The first time was like being parachuted into a very well-formed movie family. Starting with the curiosity and instinct of Pablo Larraín, they all made me feel part of a creative group that needed an “outsider” to jam with them on No. This time, with Neruda, the family – still cinematic, orgiastic, swarming, and highly professional – came together to make this new carnival inspired by Neruda’s works. I only speak of his work, because in the life of a poet of such dimensions, the works are his life’s creation. We navigate upon that strange and human ocean. Pablo Larraín is a director who knows most of us really well, and I must add, this is a really likeable and supremely talented group. So often, he watched us take incredible risks on the set and, sometimes, getting totally fed up in the editing rooms.
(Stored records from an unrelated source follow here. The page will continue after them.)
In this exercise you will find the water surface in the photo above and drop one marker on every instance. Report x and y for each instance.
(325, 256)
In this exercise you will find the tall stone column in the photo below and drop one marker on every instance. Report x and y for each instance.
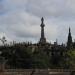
(42, 39)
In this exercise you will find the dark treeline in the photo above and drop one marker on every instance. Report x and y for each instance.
(27, 56)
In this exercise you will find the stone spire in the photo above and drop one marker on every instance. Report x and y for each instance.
(69, 42)
(42, 39)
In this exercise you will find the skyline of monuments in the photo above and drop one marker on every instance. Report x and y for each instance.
(43, 39)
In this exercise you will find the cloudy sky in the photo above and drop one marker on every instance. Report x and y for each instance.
(20, 19)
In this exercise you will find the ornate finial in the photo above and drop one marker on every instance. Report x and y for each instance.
(42, 19)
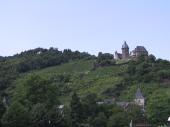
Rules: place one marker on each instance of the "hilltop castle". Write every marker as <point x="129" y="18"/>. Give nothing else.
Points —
<point x="138" y="51"/>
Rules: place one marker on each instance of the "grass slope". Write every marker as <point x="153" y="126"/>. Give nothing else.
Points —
<point x="81" y="77"/>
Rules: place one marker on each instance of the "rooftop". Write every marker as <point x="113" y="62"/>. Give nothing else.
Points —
<point x="139" y="94"/>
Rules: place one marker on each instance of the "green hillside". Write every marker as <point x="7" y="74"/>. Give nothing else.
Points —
<point x="79" y="77"/>
<point x="34" y="84"/>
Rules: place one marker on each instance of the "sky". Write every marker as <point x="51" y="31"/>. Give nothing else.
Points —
<point x="86" y="25"/>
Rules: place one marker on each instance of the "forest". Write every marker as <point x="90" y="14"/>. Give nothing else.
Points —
<point x="52" y="88"/>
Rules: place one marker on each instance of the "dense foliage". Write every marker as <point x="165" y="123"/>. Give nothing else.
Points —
<point x="52" y="88"/>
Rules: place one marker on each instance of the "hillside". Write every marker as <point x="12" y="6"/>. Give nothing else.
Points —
<point x="36" y="76"/>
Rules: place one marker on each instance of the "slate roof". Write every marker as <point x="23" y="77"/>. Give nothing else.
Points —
<point x="125" y="45"/>
<point x="141" y="48"/>
<point x="139" y="95"/>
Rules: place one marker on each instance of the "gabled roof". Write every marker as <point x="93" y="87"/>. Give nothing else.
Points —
<point x="140" y="48"/>
<point x="125" y="45"/>
<point x="139" y="95"/>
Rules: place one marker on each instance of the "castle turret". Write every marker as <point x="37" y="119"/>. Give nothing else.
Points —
<point x="125" y="50"/>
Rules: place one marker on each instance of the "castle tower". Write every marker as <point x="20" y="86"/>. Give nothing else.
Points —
<point x="125" y="51"/>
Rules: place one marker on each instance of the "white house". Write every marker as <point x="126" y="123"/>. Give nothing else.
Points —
<point x="139" y="99"/>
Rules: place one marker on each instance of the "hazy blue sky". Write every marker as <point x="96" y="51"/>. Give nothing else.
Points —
<point x="85" y="25"/>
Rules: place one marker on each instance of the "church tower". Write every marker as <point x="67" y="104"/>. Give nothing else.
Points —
<point x="125" y="51"/>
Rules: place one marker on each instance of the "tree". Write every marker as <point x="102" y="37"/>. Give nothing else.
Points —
<point x="158" y="109"/>
<point x="16" y="116"/>
<point x="2" y="110"/>
<point x="100" y="120"/>
<point x="76" y="111"/>
<point x="118" y="120"/>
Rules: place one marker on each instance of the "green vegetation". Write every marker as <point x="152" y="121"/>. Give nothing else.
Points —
<point x="36" y="83"/>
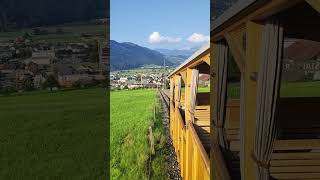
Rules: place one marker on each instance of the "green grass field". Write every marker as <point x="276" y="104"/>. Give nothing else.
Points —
<point x="131" y="113"/>
<point x="71" y="32"/>
<point x="60" y="135"/>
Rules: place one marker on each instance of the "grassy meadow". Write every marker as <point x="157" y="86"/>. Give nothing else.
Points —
<point x="59" y="135"/>
<point x="131" y="113"/>
<point x="71" y="32"/>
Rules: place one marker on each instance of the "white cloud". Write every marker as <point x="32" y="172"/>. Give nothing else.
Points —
<point x="198" y="38"/>
<point x="156" y="37"/>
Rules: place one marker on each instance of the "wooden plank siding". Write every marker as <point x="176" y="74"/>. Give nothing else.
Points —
<point x="191" y="140"/>
<point x="295" y="155"/>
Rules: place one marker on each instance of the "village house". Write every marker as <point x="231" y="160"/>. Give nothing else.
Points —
<point x="43" y="57"/>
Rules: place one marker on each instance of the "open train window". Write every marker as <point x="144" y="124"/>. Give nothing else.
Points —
<point x="233" y="80"/>
<point x="299" y="97"/>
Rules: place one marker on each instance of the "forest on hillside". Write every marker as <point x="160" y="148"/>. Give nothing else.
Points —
<point x="32" y="13"/>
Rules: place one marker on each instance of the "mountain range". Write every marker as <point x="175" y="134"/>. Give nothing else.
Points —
<point x="128" y="55"/>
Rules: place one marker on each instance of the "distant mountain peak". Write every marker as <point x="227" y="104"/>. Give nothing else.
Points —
<point x="128" y="55"/>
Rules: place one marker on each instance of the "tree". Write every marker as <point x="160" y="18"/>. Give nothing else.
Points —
<point x="51" y="82"/>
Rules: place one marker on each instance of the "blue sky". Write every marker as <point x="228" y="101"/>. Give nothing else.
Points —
<point x="170" y="24"/>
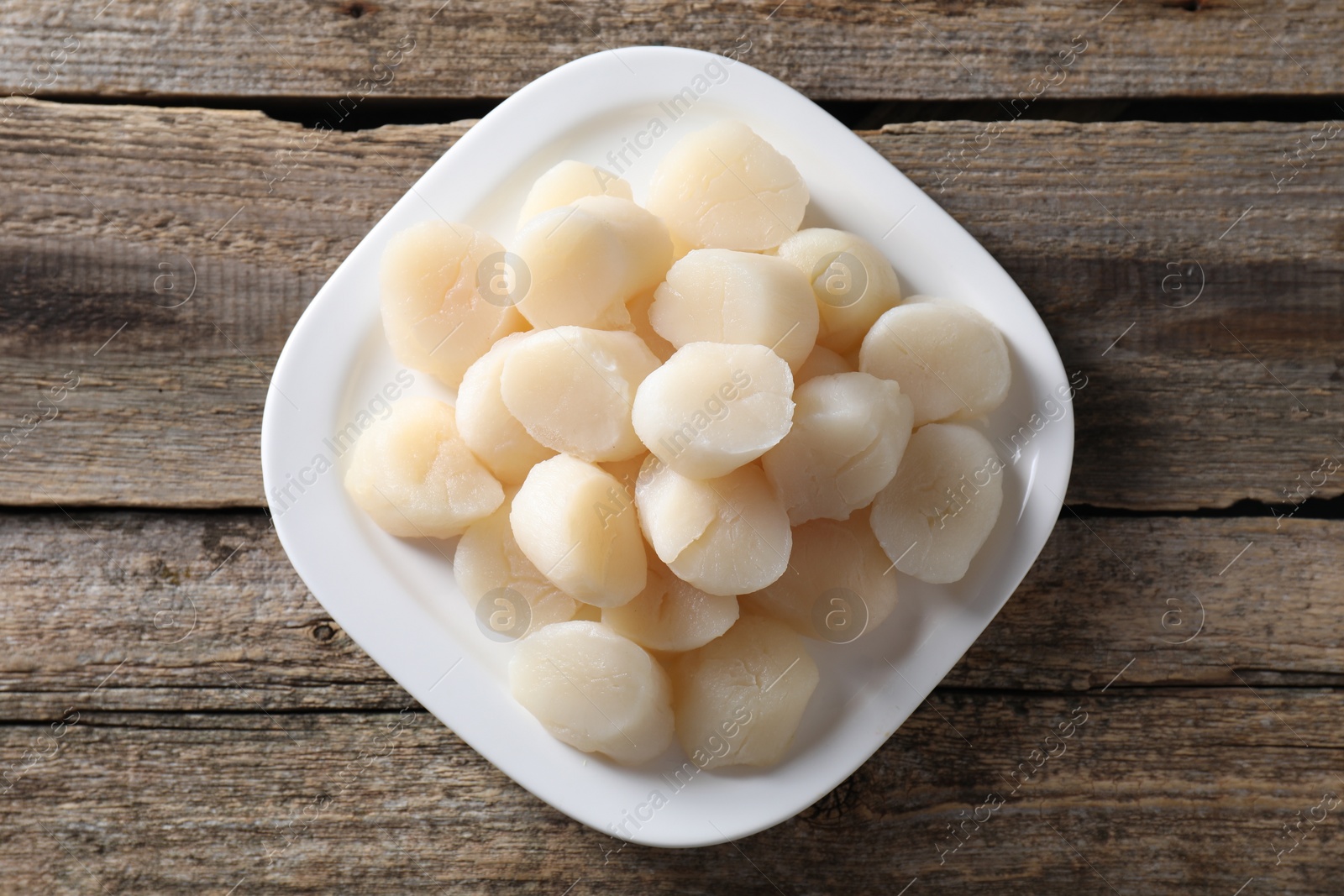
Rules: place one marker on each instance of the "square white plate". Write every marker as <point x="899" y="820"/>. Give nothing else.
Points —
<point x="398" y="598"/>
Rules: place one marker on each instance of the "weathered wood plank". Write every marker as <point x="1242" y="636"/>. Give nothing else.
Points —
<point x="1233" y="396"/>
<point x="833" y="49"/>
<point x="1173" y="793"/>
<point x="203" y="611"/>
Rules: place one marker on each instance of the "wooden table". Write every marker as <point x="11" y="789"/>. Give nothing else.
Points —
<point x="181" y="716"/>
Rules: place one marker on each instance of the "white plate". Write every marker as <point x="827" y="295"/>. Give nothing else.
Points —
<point x="398" y="598"/>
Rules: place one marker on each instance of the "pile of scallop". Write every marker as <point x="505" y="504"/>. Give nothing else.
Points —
<point x="687" y="436"/>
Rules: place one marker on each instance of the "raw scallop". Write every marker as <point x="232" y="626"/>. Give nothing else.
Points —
<point x="438" y="308"/>
<point x="674" y="616"/>
<point x="488" y="429"/>
<point x="839" y="584"/>
<point x="595" y="691"/>
<point x="566" y="183"/>
<point x="721" y="296"/>
<point x="948" y="358"/>
<point x="739" y="699"/>
<point x="584" y="261"/>
<point x="725" y="187"/>
<point x="712" y="407"/>
<point x="571" y="389"/>
<point x="416" y="477"/>
<point x="847" y="438"/>
<point x="942" y="503"/>
<point x="851" y="278"/>
<point x="725" y="537"/>
<point x="575" y="523"/>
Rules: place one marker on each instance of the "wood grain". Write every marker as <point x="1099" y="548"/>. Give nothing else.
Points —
<point x="826" y="49"/>
<point x="1236" y="396"/>
<point x="1183" y="792"/>
<point x="202" y="611"/>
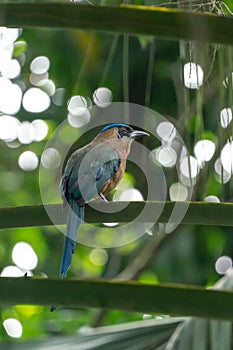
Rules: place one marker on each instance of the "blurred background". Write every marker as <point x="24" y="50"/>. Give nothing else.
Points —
<point x="49" y="76"/>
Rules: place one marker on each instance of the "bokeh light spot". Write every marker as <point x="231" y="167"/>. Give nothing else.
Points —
<point x="227" y="157"/>
<point x="40" y="65"/>
<point x="13" y="327"/>
<point x="193" y="75"/>
<point x="102" y="97"/>
<point x="24" y="256"/>
<point x="8" y="128"/>
<point x="204" y="150"/>
<point x="225" y="117"/>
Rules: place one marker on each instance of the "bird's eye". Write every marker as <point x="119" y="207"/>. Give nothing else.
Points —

For that reason, and because of the friendships we all formed on and off the set, he came to measure our potential. Thanks to our director’s sensitivity and daring, we were able to really delve into this film of epic proportions–Trans-Andean, with snowy fields and persecutions–focused on the subtlest and most sublime aspect, the poetry. Without a doubt, there are very few directors with the courage and the talent to dive under the deep snowfall of creation. We always expect it to be cold inside. Pablo Larraín always seems to come up with another dimension of what appeared so impenetrable.


How did you approach this character, the tracker who melds with his prey, who needs his prey as his prey needs him?
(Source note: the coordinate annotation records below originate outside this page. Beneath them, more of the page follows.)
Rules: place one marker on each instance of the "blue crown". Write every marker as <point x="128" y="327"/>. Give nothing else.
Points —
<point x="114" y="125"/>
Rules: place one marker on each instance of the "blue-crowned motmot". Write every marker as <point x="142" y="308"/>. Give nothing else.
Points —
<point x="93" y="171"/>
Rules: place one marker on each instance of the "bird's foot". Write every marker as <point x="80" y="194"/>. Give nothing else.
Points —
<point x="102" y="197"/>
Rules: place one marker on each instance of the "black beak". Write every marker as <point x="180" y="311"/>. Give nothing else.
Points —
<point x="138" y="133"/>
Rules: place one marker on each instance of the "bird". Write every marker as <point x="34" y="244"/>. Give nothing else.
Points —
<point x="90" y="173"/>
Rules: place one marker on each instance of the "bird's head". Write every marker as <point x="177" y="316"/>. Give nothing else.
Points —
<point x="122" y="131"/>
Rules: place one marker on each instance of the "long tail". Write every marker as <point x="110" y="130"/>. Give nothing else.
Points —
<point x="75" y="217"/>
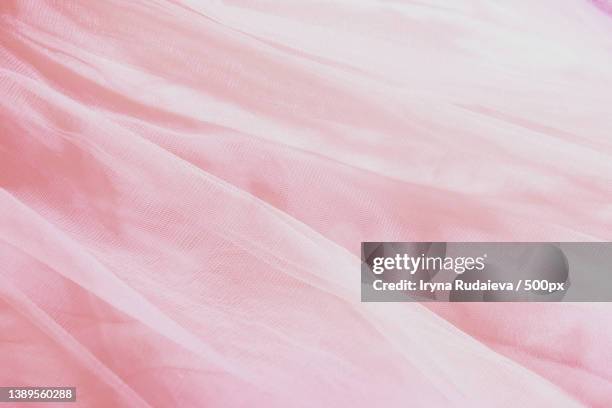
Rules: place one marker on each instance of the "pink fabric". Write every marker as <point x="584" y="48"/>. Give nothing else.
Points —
<point x="184" y="186"/>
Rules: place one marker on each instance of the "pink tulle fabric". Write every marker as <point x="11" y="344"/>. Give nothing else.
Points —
<point x="184" y="186"/>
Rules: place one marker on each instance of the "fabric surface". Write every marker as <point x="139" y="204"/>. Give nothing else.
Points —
<point x="184" y="186"/>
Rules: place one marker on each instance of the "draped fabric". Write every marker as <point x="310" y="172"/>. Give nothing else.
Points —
<point x="184" y="186"/>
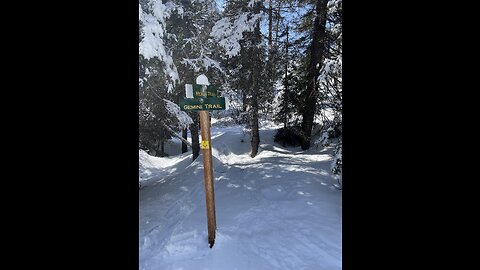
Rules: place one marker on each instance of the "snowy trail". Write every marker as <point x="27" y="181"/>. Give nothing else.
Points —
<point x="276" y="211"/>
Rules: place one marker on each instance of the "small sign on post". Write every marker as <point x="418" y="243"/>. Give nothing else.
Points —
<point x="203" y="97"/>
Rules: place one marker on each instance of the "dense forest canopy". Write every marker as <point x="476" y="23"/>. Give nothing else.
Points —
<point x="275" y="60"/>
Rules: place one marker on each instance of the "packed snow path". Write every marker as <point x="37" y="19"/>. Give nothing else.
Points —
<point x="278" y="210"/>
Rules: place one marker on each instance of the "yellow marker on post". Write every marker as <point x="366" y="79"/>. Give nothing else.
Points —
<point x="204" y="145"/>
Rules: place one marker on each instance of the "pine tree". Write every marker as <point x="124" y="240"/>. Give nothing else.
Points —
<point x="238" y="32"/>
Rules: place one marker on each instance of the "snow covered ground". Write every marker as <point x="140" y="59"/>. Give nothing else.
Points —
<point x="279" y="210"/>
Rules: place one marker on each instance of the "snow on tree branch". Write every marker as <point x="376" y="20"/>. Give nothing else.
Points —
<point x="228" y="33"/>
<point x="153" y="30"/>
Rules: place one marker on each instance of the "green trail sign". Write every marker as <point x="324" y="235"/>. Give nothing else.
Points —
<point x="211" y="91"/>
<point x="202" y="104"/>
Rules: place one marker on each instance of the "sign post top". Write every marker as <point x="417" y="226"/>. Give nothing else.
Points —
<point x="203" y="80"/>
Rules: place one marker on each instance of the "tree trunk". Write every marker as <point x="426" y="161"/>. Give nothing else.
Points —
<point x="316" y="59"/>
<point x="162" y="148"/>
<point x="286" y="110"/>
<point x="254" y="125"/>
<point x="184" y="145"/>
<point x="255" y="82"/>
<point x="194" y="133"/>
<point x="270" y="23"/>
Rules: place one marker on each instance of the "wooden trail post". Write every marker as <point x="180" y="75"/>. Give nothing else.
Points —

I’m more certain that when a question is interesting, dangerous and keen, the body is the first to respond. It’s from the body –or through characterisation, to put it in more professional terms– that Peluchonneau took shape. The desire to be a “great policemen” though he’s a bastard, the film noir character with no past and no future, the policeman who can sleep standing up, the character who is always dressed the same, that character with one eye half closed and who doesn’t observe the conventions of “Hello, how are you?” and customary answers. Together with Pablo Larraín we discussed the character extensively and you could say that this body took on its soul at the moment we decided that the character would be the son of a prostitute. The pariah, or the exile returns, to make a name or identity for himself by measuring himself against a creator of living moments like Neruda.

What does a policeman do in order to hate a poet? He’s fascinated by him. The archetype of the post-war conservative, specifically one who has accepted defeat with profound resentment, with all his insecurities on the surface, was key to finding Peluchonneau’s imaginative spark.
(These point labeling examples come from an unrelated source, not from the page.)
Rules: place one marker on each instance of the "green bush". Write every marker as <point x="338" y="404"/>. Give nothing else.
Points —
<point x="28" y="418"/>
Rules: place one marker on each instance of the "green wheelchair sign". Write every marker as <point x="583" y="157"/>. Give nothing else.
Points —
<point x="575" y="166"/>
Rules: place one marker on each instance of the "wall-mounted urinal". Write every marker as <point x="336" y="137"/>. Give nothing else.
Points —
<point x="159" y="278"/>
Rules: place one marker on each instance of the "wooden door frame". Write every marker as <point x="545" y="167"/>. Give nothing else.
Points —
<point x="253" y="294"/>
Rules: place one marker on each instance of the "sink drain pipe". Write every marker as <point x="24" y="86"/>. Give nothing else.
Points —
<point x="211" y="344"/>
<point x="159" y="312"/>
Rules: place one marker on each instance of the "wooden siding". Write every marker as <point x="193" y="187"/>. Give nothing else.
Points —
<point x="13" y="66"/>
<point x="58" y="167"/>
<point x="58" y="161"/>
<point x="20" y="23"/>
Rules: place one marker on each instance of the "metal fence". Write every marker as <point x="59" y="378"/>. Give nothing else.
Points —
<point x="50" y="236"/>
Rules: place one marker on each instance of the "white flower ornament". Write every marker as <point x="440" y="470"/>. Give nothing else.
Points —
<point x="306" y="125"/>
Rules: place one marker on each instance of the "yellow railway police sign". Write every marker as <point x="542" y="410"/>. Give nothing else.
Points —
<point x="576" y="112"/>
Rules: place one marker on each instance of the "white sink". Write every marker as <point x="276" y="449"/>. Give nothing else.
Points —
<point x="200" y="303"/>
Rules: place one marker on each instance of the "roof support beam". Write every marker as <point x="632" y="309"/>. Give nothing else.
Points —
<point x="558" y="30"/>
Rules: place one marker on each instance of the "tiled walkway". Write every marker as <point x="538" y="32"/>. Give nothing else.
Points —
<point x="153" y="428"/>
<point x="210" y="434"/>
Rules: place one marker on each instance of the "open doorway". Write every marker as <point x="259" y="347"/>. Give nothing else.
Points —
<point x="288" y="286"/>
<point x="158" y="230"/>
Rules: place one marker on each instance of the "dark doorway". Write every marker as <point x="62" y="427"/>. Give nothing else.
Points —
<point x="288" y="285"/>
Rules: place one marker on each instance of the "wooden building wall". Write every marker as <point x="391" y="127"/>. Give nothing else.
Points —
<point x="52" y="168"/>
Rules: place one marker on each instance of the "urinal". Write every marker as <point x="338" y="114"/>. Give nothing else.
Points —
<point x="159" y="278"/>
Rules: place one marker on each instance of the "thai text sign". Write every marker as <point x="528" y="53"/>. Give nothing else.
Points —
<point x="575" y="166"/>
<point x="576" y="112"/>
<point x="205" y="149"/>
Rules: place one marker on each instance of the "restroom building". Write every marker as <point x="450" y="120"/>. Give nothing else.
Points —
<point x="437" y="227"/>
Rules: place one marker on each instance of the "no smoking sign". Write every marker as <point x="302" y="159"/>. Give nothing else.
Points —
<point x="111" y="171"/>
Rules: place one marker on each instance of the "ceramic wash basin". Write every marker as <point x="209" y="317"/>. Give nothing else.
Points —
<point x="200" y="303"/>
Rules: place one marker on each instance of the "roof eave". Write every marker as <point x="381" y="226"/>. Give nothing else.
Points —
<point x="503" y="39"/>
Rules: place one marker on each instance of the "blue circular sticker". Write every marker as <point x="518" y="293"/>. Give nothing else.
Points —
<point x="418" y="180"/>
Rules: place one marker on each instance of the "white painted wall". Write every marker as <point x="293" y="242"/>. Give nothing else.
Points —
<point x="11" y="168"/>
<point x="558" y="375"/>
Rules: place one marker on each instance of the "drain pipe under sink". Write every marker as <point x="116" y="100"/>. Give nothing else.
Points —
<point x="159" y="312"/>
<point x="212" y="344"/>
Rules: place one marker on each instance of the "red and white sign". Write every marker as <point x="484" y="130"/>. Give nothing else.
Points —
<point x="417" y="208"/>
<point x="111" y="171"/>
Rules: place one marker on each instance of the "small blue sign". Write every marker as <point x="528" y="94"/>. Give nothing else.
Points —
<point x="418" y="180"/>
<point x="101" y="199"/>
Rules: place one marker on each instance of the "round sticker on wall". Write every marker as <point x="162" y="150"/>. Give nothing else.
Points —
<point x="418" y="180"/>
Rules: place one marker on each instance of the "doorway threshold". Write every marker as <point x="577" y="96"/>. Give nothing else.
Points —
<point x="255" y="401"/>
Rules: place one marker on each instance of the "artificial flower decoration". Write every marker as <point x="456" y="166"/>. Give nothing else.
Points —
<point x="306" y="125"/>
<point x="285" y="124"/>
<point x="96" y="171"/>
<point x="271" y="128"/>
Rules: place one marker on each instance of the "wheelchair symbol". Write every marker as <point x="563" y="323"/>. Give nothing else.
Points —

How does this film fit with current cinematic trends?

It seems to me there are very few films like this one right now. I’m not referring to making a freestyle biopic inspired by the work of the author-subject. I’m speaking more specifically about the controversial theme that this film addresses–the poetic word. Cinema is a fantastic place for emotion and for its intellectual and narrative consequences. It doesn’t depend on the word in order to be what it wants to be. However, this film’s starting point is the word, the dangerous word that makes you fall in love and which creates new worlds. The characters are caught up in that whirlwind during the action of the film. They suffer because they can’t break free of the constraints of poetic creation. And obviously the poet is the one who reads that language, who can bring it back to earth, by making it at once myth and truth. I can’t think of another film like that out there right now, especially not one that manages to navigate those waters and still be as entertaining as Neruda.